« J’ai décidé de vous placer en détention provisoire. » C’est par ces mots que la juge des libertés et de la détention – la JLD dans le jargon – a scellé mon sort. Je ne m’y attendais pas. Elle a dit cela aussi aisément que quelqu’un qui commande une pizza quatre fromages dans un restaurant italien de quartier.
Là, dans cette pièce d’à peine 15 m2. Moi, assis sur une chaise un peu rembourrée qui lui faisait face, en contrebas d’un bureau en ébène ; elle, assise derrière sur une chaise noire, avec un dossier qui la rendait ridicule, vu sa petite taille. C’est là, dans ce tout nouveau palais de justice, que je l’ai regardée, que j’ai soutenu son regard. Et elle le mien.

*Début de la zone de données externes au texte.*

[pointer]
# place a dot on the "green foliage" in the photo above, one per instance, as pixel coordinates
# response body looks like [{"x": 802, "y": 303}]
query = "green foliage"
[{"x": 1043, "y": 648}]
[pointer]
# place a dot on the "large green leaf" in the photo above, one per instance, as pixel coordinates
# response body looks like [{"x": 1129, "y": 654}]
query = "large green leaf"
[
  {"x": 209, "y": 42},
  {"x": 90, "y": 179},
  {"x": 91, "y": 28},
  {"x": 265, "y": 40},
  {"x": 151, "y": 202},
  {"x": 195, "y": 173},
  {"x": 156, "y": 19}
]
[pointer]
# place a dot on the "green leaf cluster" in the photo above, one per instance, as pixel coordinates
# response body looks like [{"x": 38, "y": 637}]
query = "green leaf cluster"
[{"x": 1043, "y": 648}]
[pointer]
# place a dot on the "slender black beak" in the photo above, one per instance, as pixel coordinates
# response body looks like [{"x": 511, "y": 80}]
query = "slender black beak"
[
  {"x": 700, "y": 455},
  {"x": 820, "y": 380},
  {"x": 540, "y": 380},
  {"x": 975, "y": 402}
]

Ce regard, d’ailleurs, ne m’a pas semblé désinvolte, alors que je manifestais à ce moment-là un réel désarroi. J’ai même eu l’impression – un court instant – qu’à travers notre « échange » elle s’excusait de m’envoyer en cellule. Elle avait des cheveux poivre et sel très courts, portait des chaussures de marque Parraboots qui lui forgeaient, en plus de ses cheveux, un côté « garçon manqué ».
Je me suis mis à observer la greffière, plus jeune, qui, en me regardant, a pincé ses lèvres vers l’intérieur de sa bouche, comme pour manifester son empathie tout en tamponnant deux ou trois feuilles de papier. Voilà. C’était tout. Mettre une personne en prison, ce n’était que deux ou trois feuilles à entête d’un tribunal.

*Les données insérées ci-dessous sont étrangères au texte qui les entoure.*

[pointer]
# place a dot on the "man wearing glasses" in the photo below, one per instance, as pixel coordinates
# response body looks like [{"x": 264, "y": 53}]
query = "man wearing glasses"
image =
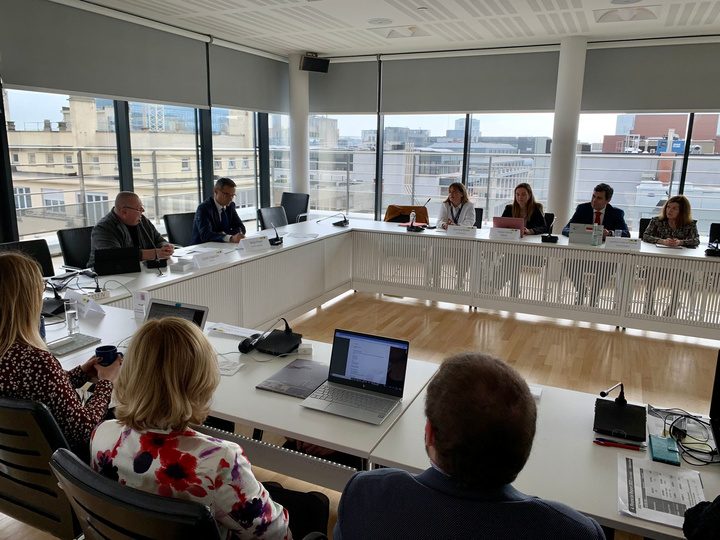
[
  {"x": 126, "y": 226},
  {"x": 216, "y": 219}
]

« Où va-t-il ? », demanda mon avocat. « Fleury-Mérogis », répondit la greffière, sans trémolo dans la voix, sans émotion particulière. Tout le monde dans ce minuscule bureau semblait ressentir le ridicule de la situation.
Mes jambes tremblaient, et mes mains ont emboîté le pas. Je ne sentais plus mon corps, vidé comme après avoir passé une journée à se baigner dans la mer. J’étais immobile, mon cerveau ne commandait plus, comme déconnecté. Le gendarme qui m’escortait me demanda de me lever, mais cette simple action m’était impossible. La juge, impassible, m’informa qu’elle avait d’autres dossiers, d’autres personnes dont elle devait trancher le sort, prendre une décision quant à leur libération ou leur détention provisoire. Un dossier parmi d’autre. C’est là que le gendarme qui m’accompagnait a estimé nécessaire de me menotter. Les menottes étaient reliées à une chaîne qui leur servait à me garder à distance.
Nous avons marché dans le sous-sol du palais de justice, liés tous les deux, à travers de multiples couloirs froids et tristes. Le silence me perturbait et seul le bruit de la chaîne résonnait. Le gendarme s’était perdu et les murs recouverts de panneaux, parfois écrits à la craie, ne suffisaient pas à le remettre sur la bonne piste. Il m’a regardé un peu bêtement, comme si j’étais à même de l’aider. Je n’ai pas émis un son, comme si ces quelques secondes d’incertitude de sa part me donnaient un sursis. Quelques seconde de répit.